Questa montagna sembra davvero maledetta per me, ma non voglio darmi per vinto. Domani vedremo come sto e decidero di conseguenza il da farsi.
Casa Condor, 19 ottobre 2006
Questi sono i momenti difficili. Sono ammalato e solo nella fredda stanza di una locanda deserta di nome "Casa Condor" che si trova a qualche chilometri di distanza dalla strada che conduce al rifugio Whymper. Questa mattina sono sceso dal rifugio a questo luogo che eĀ“situato a 3900 metri. Qui spero di recuperare dal malore che ieri notte non mi ha fatto chiudere occhio e che mi sta tenendo inchiodato ad una febbre di 39 gradi nonostante le massiccie quantita' di paracetamolo che sto prendendo. Non ho molto cibo e nonostante non stia bene ho cominciato a razionarlo visto che non ho idea quando durera' questa situazione. Essendo il solo turista il proprietaria mi ha lasciato le chiavi e mi ha detto che passera' domani; se possibile mi portare del pane e delle uova.

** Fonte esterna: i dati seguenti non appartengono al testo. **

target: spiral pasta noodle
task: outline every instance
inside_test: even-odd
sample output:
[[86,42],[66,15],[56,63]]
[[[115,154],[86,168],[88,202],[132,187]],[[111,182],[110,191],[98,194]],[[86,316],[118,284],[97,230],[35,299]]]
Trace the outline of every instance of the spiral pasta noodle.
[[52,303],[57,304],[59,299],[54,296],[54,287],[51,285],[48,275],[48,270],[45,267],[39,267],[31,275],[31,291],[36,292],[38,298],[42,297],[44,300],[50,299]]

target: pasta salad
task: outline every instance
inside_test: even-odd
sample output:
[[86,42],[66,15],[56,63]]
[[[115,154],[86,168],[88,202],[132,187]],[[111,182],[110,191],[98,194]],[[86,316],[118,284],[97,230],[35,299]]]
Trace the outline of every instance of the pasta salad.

Un punto positivo: non sono sceso troppo in altitudine e questo mi consente almeno di non perdere il mio acclimatamento.
Casa Condor, 20 ottobre 2006
Non sto meglio ed a questo punto ho ragione di credere che l'infezione non sia di origine virale perche' non ho male alle vie respiratorie superiori (naso, gola, orecchie). Stamattina sono passato agli antibiotici (500 mg al giorno di azitromicina, un farmaco ad ampio spettro di azione), non posso giusto stare li' ad aspettare. E' difficile essere solo in questa stanza fredda e spoglia, bloccato in un letto ed inoltre con il cibo che mi sta per finire. Se domani non sto meglio non avro' altra scelta che scendere giu' in citta' e voltare pagina. Vorra' dire che questa montagna non era per me.
Rifugio Whymper, 21 ottobre 2006
Quasi un miracolo, o semplicemente ho avuta molta fortuna nello scegliere il farmaco adatto. Ventiquattro ore dopo l'assunzione della prima dose di azitromicina la febbre ha cominciato a scendere e qualche ora fa me la sono sentita di lasciare "Casa Condor" per dirigermi di nuovo al rifugio Whymper. Sono anche riuscito a procurarmi del cibo da una coppia di turisti che lasciavano il rifugio e che mi hanno lasciato dei cereali, riso e qualche dolce. Sono nel sacco a pelo, steso sulla branda recuperando rapidamente dagli ultimi tre giorni. Sto bevendo liquidi ed assumendo vitamine in continuazione; mi sento ogni ora meglio anche se sono fortemente indebolito.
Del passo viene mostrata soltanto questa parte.